In the only way I ever loved Sandy.

He needed time and space to understand why he reacted the way he did down at the Fish Pier. Why he was pushing Kyra so hard to marry. That would be impossible to do with her lying next to him. He knew that no matter how silently he crept into their room, she’d wake and smile. No matter how carefully he pulled off his clothes and slid between the sheets next to the warmth of her, she’d open her arms and wrap them around him in greeting. She’d ask about what happened at the Fish Pier and later on Harts Island. He’d tell her to go back to sleep, promise to tell her about it in the morning. She might do that. Might give him space to think. But she might not. And if she didn’t, if, instead, she raised her head and propped it up on one hand and looked at him with those glorious, inquisitive eyes and said no, no, it was alright, he could tell her now, well, that just might be a problem. Because he wasn’t ready yet to talk to her about the feelings Goff’s resemblance to Sandy had triggered in him. He needed to understand all that himself first.
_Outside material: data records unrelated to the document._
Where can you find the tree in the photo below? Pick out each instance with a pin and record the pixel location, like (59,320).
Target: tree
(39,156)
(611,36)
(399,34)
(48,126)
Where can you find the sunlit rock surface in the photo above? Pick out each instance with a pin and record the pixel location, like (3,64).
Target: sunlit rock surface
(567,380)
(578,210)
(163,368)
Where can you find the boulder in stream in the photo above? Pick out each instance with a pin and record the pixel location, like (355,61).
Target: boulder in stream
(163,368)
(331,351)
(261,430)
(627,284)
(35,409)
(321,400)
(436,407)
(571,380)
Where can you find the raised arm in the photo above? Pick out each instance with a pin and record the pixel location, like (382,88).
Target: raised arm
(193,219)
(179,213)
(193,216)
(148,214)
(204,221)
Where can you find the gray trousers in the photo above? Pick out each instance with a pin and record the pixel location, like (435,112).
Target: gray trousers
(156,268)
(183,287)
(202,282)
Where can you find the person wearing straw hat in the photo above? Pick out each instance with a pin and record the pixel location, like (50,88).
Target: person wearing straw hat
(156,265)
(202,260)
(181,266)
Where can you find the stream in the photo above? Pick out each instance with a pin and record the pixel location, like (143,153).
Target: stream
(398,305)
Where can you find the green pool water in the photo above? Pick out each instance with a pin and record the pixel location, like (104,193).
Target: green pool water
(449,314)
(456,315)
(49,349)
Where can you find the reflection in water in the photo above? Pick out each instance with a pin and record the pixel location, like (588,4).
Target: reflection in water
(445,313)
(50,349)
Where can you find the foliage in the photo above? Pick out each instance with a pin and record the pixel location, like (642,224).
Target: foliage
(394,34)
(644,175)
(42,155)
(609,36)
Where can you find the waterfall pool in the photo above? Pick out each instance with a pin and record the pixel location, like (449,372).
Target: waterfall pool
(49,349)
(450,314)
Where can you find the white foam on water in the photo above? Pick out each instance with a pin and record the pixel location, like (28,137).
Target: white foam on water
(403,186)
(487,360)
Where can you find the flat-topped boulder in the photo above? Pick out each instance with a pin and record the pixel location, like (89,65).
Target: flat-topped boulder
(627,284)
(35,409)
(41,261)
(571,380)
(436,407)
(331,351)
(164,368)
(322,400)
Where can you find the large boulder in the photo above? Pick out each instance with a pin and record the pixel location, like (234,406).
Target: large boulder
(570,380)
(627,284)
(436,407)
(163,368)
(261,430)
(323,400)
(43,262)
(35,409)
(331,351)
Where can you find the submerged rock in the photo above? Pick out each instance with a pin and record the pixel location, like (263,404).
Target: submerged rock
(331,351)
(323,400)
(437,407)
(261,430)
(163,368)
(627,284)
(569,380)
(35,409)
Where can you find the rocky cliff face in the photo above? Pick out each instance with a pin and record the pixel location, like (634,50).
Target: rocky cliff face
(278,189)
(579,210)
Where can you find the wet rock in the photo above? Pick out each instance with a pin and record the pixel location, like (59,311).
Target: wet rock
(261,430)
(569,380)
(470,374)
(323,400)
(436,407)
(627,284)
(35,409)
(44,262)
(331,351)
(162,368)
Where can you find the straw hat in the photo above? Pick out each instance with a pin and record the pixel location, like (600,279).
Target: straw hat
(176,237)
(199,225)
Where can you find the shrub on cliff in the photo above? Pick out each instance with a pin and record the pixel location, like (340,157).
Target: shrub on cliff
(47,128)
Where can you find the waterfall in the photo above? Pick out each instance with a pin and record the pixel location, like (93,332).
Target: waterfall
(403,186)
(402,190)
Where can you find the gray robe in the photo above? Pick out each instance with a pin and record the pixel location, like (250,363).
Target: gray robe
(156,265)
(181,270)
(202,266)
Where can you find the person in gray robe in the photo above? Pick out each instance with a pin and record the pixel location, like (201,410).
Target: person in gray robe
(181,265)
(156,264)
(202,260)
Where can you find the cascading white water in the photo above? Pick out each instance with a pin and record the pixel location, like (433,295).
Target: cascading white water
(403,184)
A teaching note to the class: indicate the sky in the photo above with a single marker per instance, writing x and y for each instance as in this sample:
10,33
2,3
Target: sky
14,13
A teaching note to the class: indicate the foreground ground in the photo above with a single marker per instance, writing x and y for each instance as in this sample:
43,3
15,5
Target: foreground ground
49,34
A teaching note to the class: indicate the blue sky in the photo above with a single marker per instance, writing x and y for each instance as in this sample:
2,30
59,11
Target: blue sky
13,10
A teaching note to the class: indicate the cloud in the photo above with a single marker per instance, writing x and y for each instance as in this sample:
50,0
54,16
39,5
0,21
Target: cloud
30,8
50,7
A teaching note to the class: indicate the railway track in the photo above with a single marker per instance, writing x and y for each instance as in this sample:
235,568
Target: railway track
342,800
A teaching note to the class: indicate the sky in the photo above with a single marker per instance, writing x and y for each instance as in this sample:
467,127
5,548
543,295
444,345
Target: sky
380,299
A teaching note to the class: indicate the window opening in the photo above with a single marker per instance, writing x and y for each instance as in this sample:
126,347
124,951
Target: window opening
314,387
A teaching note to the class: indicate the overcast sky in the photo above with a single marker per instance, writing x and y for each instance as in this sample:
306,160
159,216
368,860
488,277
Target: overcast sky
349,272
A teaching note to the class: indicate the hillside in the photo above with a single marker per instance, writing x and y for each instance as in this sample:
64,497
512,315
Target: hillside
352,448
He glanced over at the snow-covered mound that was his own car. The classic ’57 T-Bird convertible he and Sandy splurged on the first year they were married. The Bird was the only project that ever held both their hearts for more than a minute. And that included the daughter she never really wanted, the pregnancy she threatened to abort. He remembered how the two of them spent weekend after weekend working on the car together, restoring it to a gleaming newness that drew stares and admiring whistles from everyone who laid eyes on it. A thing of beauty and a joy forever. Sort of like Sandy herself. At least the beauty part. The car and Casey were all that remained from the ten years he invested in a failed marriage. Except, of course, for the rage and desire he sometimes felt in his dreams. Tonight on the Fish Pier those things made him feel, on some level, like he was being unfaithful to Kyra. He wasn’t happy with that. It was something he needed to deal with.

McCabe slipped the car into drive and plowed his way back into the road. Once again he turned left toward Congress Street. This time he didn’t drive in a circle.